I won't be posting here every day now as things are going to hopefully get a bit low key.  But if there is something to record I will surely post it.  Thank you for accompanying us this far on this wild and crazy adventure.

Happy

Byron is happy to be home.  He's playing his video games, even going on line with friends to chat while playing.  He is smiling and seems comfortable. He's a bit more listless than normal but not so much that he is sleeping all the time. 

Taking the multiple medicines is challenging for him.  The Keppra is 10ml in liquid form which tastes awful.  He is taking the liquid form as the Keppra pills are too big for him to swallow.  He is having trouble swelling the other 6 small pills.  He can get them down but it takes a really long time.  But if that is our only hiccup we'll take it!

Byron goes back to school on Tuesday.  The school has been very helpful and cooperative.  The school is structuring it so that Byron only needs to take two courses this semester to finish high school and his Associates Degree.  This is partly due to the fact that he worked really hard last semester.  And according to his doctor he did this while having seizures and hydrocephalus! Because of the light schedule this semester, he only needs to be in attendance a couple of hours a day on Tuesday, Wednesday and Thursday.  He will graduate on time with a Certificate of Completion.  He will not receive a Regents Diploma as taking further Regents tests will be way too stressful for him.  Regents are three hour long standardized tests on different subjects. The colleges he is applying to all take the certifcate  diploma so it is no problem.

Byron is Home

He looks more tired than I have ever seen him.  He has very dark circles under his eyes and his is pretty grouchy.  Now the glue removal protocol begins.  His hair is thick with all the glue from the multiple EEGs he had.  It's a multiple step process of baby oil, dawn liquid, shampoo, conditioner, fine tooth comb out and then repeat.  It is amazing how tenacious the glue is.

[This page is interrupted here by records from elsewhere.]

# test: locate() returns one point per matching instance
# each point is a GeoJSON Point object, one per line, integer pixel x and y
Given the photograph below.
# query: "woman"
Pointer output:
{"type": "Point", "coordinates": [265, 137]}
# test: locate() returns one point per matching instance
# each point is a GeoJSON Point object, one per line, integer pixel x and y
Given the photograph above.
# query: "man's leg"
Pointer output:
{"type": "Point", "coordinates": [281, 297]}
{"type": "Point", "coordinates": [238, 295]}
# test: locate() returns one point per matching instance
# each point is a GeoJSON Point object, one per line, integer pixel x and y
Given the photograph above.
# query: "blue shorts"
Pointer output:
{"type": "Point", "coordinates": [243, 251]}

We are hoping he can go back to school on Monday.  Hopefully the rest of the week is resting and getting acclimated to a three times a day medication schedule. :(

Byron's Coming Home!

After his SPECT test this morning we learned that this was likely the first of many tests that would be required before a decision could be made if surgery was an option.  

This would mean Byron would stay in the hospital with an unknown outcome.  The additional tests required are another SPECT test done off all medications (so he can start having seizures again), and an SEEG which is a very invasive test where they put electrodes directly on Byron's brain through the skull.  Both of these tests have risks, the biggest risk is that once off seizure meds, we may lose the good control we have now.  Seizures are finicky and if they get active again, they may be more difficult to control.  And this is a HIGHLY undesirable risk at this time, now that he is stable. 

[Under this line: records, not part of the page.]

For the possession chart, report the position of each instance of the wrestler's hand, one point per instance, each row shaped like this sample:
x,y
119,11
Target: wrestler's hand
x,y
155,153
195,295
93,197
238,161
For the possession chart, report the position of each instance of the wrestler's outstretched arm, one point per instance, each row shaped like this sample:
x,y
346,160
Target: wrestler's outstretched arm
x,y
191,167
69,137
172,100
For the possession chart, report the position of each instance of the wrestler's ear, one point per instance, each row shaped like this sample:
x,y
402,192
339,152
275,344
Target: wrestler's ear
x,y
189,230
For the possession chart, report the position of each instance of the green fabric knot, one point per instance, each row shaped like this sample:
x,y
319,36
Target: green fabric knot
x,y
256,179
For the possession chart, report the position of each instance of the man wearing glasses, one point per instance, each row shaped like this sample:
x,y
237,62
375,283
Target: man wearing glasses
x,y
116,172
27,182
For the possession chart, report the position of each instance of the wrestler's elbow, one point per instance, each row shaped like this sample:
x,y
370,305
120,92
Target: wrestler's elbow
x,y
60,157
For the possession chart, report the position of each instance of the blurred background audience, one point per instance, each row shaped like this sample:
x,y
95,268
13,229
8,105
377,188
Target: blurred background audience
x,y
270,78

Soooo... it seems the best option is to take Byron home on all these meds, and let him return to school and finish out his senior year.  It may be hard for him, he will get tired more easily, but the school has been great and I am sure we can work something out.  

We are all actually pretty relieved.  Byron can completely heal from the shunt surgery he just had, before we add any more stressors to his system.  And the seizures are controlled for now so this is a win.  

It could be as early as tomorrow that the NYU satellite team; Bob, his mom and Byron come home to the frozen tundra :)

Morning!

 This kid amazes me. He can still smile easily and doesn't complain (much) :)

New tests start at 10 am.  Hopefully more updates soon.

SPECT Test Tomorrow

Today was low key. The EEG leads were removed and seizure meds stopped. This is all in preparation for the SPECT test. Google tells us :

A single-photon emission computed tomography (SPECT) scan is a nuclear imaging test that helps identify the part of the brain that causes seizures. It's often used to diagnose and treat epilepsy. 

How it works

-A radioactive substance is injected into the patient's vein. 

-The substance travels to the brain, where it emits gamma rays. 

-Cameras record the gamma rays to create a 3D image of the brain. 

-The scan shows which areas of the brain are more active during a seizure. 

They will take Byron off all meds today so the seizures can start up again. I think it will be a tough night. But then tomorrow someone will sit with him all day and push a button whenever he has a seizure. This will create a 3D image of wherever the seizure is coming from. 

In other news, this fellow came by today. I understand he was quite charming.  

Sunday

Sundays in the hospital, especially on a holiday weekend, are a bit zzzzzzzz. But Byron appears to be doing a bit better today, partly because his beloved Nana is here. She will be here for a little while to help out wherever needed. She is the spryest 90 year old I’ve ever known (ok soon to be 90). 

Just saw the surgeon

Dr. Hildago only had a few seconds to talk but I asked her the question that I had;  if the seizures are controlled, does that mean surgery is off the table for now?  Her immediate reaction was "No way! He can't  leave the hospital like this."  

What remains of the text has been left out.